Just in time compilation allows you to update a program just by replacing a single patched source file. (Very beneficial for web pages)
Some of the disadvantages:
Performance
Easier to decompile
All good answers, but my hot-button has been hit - performance.
If the code being run spends all its time calling library/system routines - file operations, database operations, sending windows messages, then it doesn't matter very much if it's JITted, because most of the clock time is spent waiting for those lower-level operations to complete.
However, if the code contains things we usually call "algorithms", that have to be fast and don't spend much time calling functions, and if those are used often enough to be a performance problem, then JIT is very important.
I think you just answered your own question: platform independence. Platform-independent bytecode is produced and distributed to its target platform. When executed it's quickly compiled to native code either before execution begins, or simultaneously (Just In Time). The Java JVM and presumably the .NET runtimes operate on this principle.
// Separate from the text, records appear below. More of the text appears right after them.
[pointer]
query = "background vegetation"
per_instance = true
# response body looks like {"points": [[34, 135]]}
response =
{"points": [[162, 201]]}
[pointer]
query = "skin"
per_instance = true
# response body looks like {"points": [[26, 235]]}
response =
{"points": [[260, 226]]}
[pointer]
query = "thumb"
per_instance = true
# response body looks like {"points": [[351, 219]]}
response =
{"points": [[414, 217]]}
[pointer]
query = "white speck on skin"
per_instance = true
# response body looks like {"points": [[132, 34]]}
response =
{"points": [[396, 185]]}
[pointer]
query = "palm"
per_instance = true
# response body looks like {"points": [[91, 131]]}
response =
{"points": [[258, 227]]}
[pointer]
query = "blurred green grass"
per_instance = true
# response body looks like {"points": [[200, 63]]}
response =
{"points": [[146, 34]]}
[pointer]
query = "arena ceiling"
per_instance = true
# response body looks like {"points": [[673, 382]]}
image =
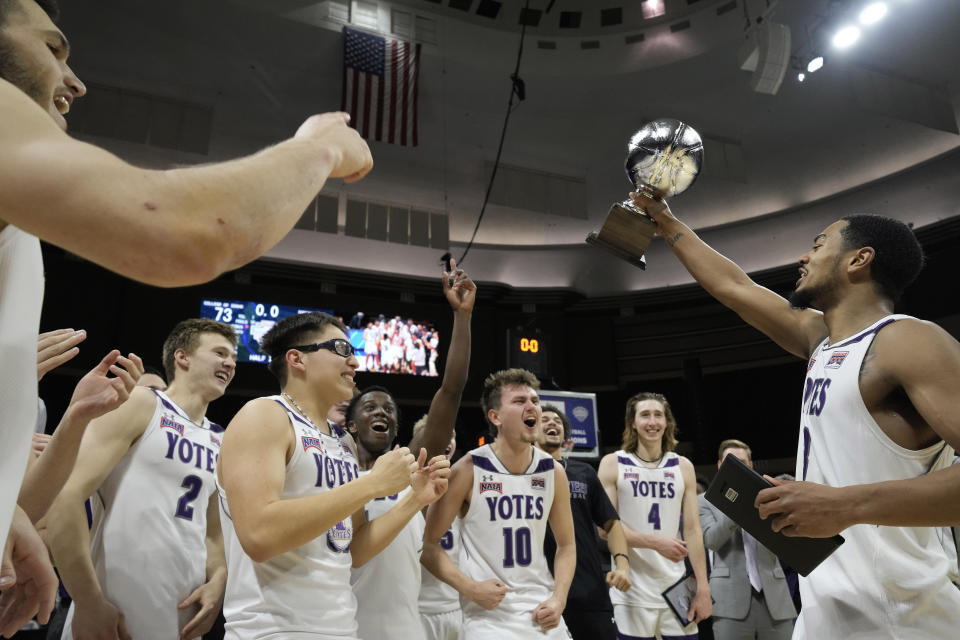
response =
{"points": [[882, 114]]}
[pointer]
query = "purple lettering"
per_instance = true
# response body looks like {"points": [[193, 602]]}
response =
{"points": [[492, 505], [171, 443]]}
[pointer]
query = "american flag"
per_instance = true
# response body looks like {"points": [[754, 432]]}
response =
{"points": [[380, 81]]}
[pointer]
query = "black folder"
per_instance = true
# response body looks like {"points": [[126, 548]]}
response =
{"points": [[734, 490]]}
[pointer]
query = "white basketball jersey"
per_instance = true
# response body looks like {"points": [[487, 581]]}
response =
{"points": [[502, 535], [884, 582], [304, 592], [436, 596], [147, 542], [650, 500], [388, 584], [21, 297]]}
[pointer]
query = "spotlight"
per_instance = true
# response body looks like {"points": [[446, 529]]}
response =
{"points": [[845, 37], [873, 12]]}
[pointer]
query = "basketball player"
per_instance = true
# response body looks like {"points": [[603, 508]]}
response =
{"points": [[152, 564], [588, 613], [168, 228], [655, 490], [388, 587], [439, 603], [879, 421], [291, 499], [505, 493]]}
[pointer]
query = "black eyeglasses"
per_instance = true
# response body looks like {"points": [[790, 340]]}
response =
{"points": [[339, 346]]}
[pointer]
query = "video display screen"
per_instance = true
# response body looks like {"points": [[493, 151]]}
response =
{"points": [[383, 343]]}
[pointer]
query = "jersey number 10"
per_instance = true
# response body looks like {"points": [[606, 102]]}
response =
{"points": [[518, 540]]}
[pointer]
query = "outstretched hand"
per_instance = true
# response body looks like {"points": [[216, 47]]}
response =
{"points": [[56, 347], [458, 288], [429, 481], [27, 581], [97, 394]]}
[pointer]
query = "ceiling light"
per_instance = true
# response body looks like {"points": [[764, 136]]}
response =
{"points": [[845, 37], [873, 12]]}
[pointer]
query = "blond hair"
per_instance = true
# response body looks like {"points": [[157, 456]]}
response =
{"points": [[668, 442]]}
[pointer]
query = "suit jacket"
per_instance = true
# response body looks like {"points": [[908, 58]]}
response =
{"points": [[729, 582]]}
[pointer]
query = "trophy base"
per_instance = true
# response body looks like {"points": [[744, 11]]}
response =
{"points": [[626, 233]]}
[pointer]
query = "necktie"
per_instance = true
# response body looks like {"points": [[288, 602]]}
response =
{"points": [[750, 553]]}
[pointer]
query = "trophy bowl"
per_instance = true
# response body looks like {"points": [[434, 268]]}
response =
{"points": [[663, 159]]}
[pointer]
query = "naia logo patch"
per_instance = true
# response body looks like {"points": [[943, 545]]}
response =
{"points": [[487, 484], [836, 359], [167, 423], [311, 442]]}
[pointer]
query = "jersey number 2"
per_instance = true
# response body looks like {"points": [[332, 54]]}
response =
{"points": [[192, 484], [519, 540]]}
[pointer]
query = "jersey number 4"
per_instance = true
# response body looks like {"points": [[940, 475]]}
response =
{"points": [[518, 540], [193, 485]]}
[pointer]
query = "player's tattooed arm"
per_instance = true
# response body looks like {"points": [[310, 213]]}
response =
{"points": [[460, 292]]}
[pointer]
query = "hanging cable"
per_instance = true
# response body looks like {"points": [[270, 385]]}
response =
{"points": [[518, 90]]}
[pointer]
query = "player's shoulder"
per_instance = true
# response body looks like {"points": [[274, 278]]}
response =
{"points": [[910, 339]]}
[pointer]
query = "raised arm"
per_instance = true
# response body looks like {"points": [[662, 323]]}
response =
{"points": [[797, 331], [442, 416], [924, 361], [95, 395], [104, 443], [259, 437], [440, 515], [548, 613], [701, 606], [166, 228]]}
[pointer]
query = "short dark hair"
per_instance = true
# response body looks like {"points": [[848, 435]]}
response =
{"points": [[552, 408], [290, 332], [352, 407], [493, 388], [186, 336], [898, 256], [49, 7]]}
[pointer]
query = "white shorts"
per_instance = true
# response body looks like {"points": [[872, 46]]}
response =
{"points": [[496, 629], [640, 623], [442, 626]]}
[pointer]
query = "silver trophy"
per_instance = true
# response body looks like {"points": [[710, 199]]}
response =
{"points": [[663, 159]]}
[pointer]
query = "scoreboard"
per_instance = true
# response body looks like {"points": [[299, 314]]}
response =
{"points": [[251, 320], [529, 349]]}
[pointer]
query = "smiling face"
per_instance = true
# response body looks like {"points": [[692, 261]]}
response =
{"points": [[650, 422], [551, 434], [374, 420], [329, 376], [209, 368], [33, 57], [518, 417], [820, 270]]}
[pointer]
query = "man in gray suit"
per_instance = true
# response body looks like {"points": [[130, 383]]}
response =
{"points": [[752, 599]]}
Here: http://slashdot.org/developers/02/01/31/013247.shtml
Go see what the geeks of Slashdot have to say about it! Little dated, but very good comments!
Ideally you would have portable bytecode that compiles Just In Time to native code. I think the reason bytecode interpreters exist without JIT is due primarily to the practical fact that native code compilation adds complexity to a virtual machine. It takes time to build, debug, and maintain that additional component. Not everyone has the time or resources to make that commitment.
A secondary factor is safety. It's much easier to verify an interpreter won't crash than to guarantee the same for native code.
Third is performance. It can often take more time to generate machine code than to interpret bytecode for small pieces of code that only run once.
Portability and platform independence are probably the most notable advantages of bytecode over native code.